Che poi, lì, era una faccenda d’anima.
Come avesse fatto un’anima incantata a infilarsi proprio in quel corpo senza garbo se lo chiedeva anche la Rosina. ‘Sta figlia grossa e lenta pareva lavata nello zucchero. Certi centrini di cotone bianco e spesso, induriti in un bagno di sciroppo.
Poi le guardavi gli occhi e sapevi che la grazia sceglie le sue strade. Ci trovavi  un mentre trasognato, un dentro presente e separato, la mansuetudine di certe ciambelle che ringraziano il limone, per averle profumate.
A farle male era quasi rubare in chiesa: tutto le allargava gli occhi e le restava a girare nella testa, come le giostre di latta dei bambini. “Ma pensa”, ripeteva.
Chè il mite regala lo stupore.
E lo stupore è scendere le scale, guardar la vita in basso, tra i pieni e i vuoti di un centrino, tra le zampe di una cavalletta.

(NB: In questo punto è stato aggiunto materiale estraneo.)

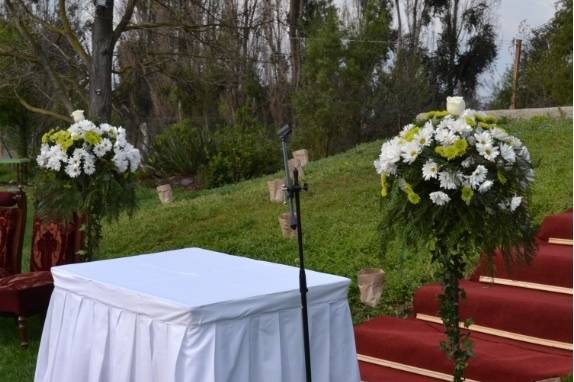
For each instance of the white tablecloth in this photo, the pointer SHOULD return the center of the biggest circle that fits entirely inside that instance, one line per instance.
(193, 315)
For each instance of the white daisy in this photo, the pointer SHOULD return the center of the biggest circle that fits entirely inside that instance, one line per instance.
(498, 133)
(483, 139)
(439, 198)
(515, 202)
(467, 162)
(410, 152)
(445, 136)
(103, 147)
(488, 151)
(530, 175)
(524, 153)
(406, 129)
(390, 154)
(485, 186)
(424, 136)
(515, 142)
(507, 152)
(460, 127)
(448, 181)
(430, 170)
(478, 176)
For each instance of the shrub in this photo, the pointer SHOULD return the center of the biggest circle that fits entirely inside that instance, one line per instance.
(231, 153)
(242, 151)
(179, 150)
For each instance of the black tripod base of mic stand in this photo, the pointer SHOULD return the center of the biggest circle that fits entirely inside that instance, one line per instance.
(296, 191)
(293, 191)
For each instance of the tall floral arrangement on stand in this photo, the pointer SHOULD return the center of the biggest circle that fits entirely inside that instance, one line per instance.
(456, 183)
(86, 170)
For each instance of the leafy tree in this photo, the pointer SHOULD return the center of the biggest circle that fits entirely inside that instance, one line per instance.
(340, 65)
(545, 65)
(466, 45)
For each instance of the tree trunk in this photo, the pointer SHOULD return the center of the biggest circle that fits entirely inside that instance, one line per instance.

Così la Rosina aveva i suoi pensieri.
Con l’Alda che viveva coi conigli e non c’era verso di portarla  in piazza, nell’osteria che aveva ereditato. C’era da prender su una pelle dura, da essere svelti anche di parola.
L’Alda no che non voleva, coi cavatori che al bel tempo facevano notte a carte e il vino e le cantate.
L’Alda voleva parlare poco, cifrare le lenzuola, diradare le barbabietole e guardare le galline.
Chè in certi giorni di caldo, con la fatica del mietere nel sole, lei sentiva il giallo dentro e stava bene.

Fortuna grande che venne nella corte un uomo.
La vide trapiantare i suoi mughetti.
I mughetti sono ingannatori. Il bulbo è vischio e ti si sfoglia in mano.
L’Alda, tutta infagottata, con le mani grosse scuoteva la terra piano e la soffiava via, dalle radici di latte, con un sorriso buono.
Le disse: “Te sei del paradiso”.

Che ci si innamori di un soffio di pazienza è cosa strana.
Ma tant’è.
L’Angilin, ricco solo di fisarmonica e di braccia, si portò in chiesa l’Alda e la sposò.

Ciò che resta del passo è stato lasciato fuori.